High-Capacity O2-Type Layered Oxide Cathode Materials for Lithium-Ion Batteries: Ion-Exchange Synthesis and Electrochemistry

Abstract

The O2-type layered oxide cathode materials have attracted strong research interest recently because of their high specific capacity and their unique lattice structure that may help suppress the detrimental layer-to-spinel phase transition. These materials are metastable and commonly prepared through Li-Na exchange methods from the Na-containing P2-type oxides. Here we investigated the structural, chemical, and morphological changes during the ion-exchange processes in both the LiBr/hexanol solution and the LiNO3/LiCl molten salts.

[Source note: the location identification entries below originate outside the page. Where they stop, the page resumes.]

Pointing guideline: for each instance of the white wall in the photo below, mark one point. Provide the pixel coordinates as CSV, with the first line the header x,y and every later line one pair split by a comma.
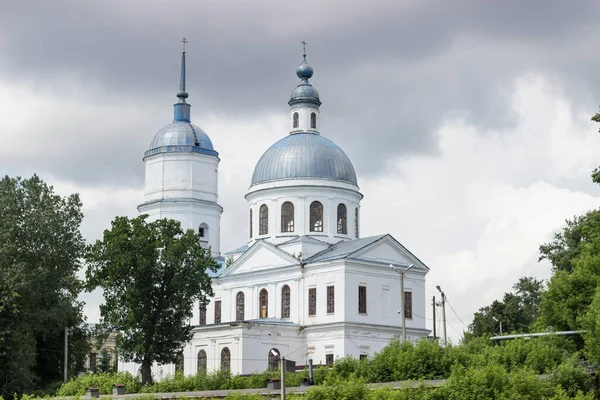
x,y
192,180
302,196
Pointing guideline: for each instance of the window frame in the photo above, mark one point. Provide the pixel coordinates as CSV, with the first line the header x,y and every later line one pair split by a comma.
x,y
263,297
225,359
179,363
263,220
202,362
287,217
312,302
218,316
407,304
362,299
273,359
285,301
356,222
316,213
240,304
202,316
250,223
330,299
342,219
329,360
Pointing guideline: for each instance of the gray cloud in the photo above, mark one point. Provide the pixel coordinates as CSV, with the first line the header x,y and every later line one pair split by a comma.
x,y
388,72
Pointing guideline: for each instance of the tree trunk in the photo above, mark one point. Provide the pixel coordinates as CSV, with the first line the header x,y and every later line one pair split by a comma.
x,y
147,372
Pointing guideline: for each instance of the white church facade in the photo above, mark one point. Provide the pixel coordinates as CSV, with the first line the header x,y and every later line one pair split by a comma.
x,y
306,285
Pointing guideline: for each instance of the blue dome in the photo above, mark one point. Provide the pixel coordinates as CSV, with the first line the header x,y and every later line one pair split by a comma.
x,y
181,136
304,71
304,156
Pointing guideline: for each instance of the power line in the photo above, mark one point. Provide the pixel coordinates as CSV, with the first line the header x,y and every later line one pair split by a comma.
x,y
452,308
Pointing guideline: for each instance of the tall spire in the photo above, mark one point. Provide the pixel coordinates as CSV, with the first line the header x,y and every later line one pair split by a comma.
x,y
304,48
182,109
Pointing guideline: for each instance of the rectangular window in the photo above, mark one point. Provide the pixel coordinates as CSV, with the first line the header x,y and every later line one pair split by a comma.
x,y
330,299
218,312
312,301
385,302
93,362
329,360
408,305
202,315
362,299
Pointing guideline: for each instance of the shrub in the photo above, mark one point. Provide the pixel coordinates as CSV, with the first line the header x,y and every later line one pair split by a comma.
x,y
104,381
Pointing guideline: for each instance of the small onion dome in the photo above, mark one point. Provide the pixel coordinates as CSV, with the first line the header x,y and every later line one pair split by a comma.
x,y
304,93
181,136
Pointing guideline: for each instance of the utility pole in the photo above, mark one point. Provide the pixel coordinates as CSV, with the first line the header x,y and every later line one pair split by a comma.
x,y
402,299
282,378
66,353
500,322
443,312
434,332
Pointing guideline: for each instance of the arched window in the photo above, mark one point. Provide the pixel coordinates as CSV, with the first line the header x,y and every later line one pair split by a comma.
x,y
203,232
201,362
179,363
342,219
356,222
285,302
225,359
263,304
287,217
274,357
263,223
250,223
239,306
316,217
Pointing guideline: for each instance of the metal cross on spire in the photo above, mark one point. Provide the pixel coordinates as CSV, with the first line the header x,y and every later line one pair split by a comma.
x,y
184,41
304,47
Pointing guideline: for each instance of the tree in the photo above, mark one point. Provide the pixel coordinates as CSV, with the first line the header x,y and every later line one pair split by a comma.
x,y
40,251
570,293
517,311
151,274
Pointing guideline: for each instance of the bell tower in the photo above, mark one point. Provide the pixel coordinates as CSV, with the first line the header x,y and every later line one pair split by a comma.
x,y
181,174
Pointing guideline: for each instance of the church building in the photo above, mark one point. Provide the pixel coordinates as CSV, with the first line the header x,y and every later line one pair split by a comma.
x,y
306,285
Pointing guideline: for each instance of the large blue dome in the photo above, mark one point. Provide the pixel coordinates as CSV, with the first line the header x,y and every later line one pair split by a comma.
x,y
304,156
181,136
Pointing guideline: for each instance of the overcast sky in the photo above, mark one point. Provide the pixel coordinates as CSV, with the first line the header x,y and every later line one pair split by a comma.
x,y
468,122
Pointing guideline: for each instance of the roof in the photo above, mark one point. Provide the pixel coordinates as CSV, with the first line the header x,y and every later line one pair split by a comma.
x,y
304,155
181,136
343,249
240,249
221,262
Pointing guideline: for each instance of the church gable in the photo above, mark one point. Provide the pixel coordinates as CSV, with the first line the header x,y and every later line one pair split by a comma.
x,y
260,257
388,251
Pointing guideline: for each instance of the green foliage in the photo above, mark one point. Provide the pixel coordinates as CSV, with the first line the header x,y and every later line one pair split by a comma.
x,y
40,251
339,389
476,370
103,381
591,323
151,274
517,311
570,293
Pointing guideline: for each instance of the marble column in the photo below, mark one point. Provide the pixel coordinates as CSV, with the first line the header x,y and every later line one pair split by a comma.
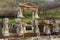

The solution method was more favorable in preparing high-capacity O2-type cathode materials, even though the structural reorganization was slower compared with the molten-salt method. The as-made O2-type cathode materials, contrary to the previous belief, were actually Li-deficient at their pristine states, but could accept more Li ions than that it was extracted during the first charge/discharge cycle. The O2-type cathode materials exhibited high capacities (up to 266 mAh g−1) but the cycle performance requires further improvements. XRD and Raman spectroscopy studies indicated that the structural changes in the bulk were quite reversible. Using a fluorinated electrolyte to address the interface instability improved the cycle performance. Our results provide a more complete understanding of the O2-type cathode materials and useful guidance in the design of low-cost, high-energy cathode materials for LIBs.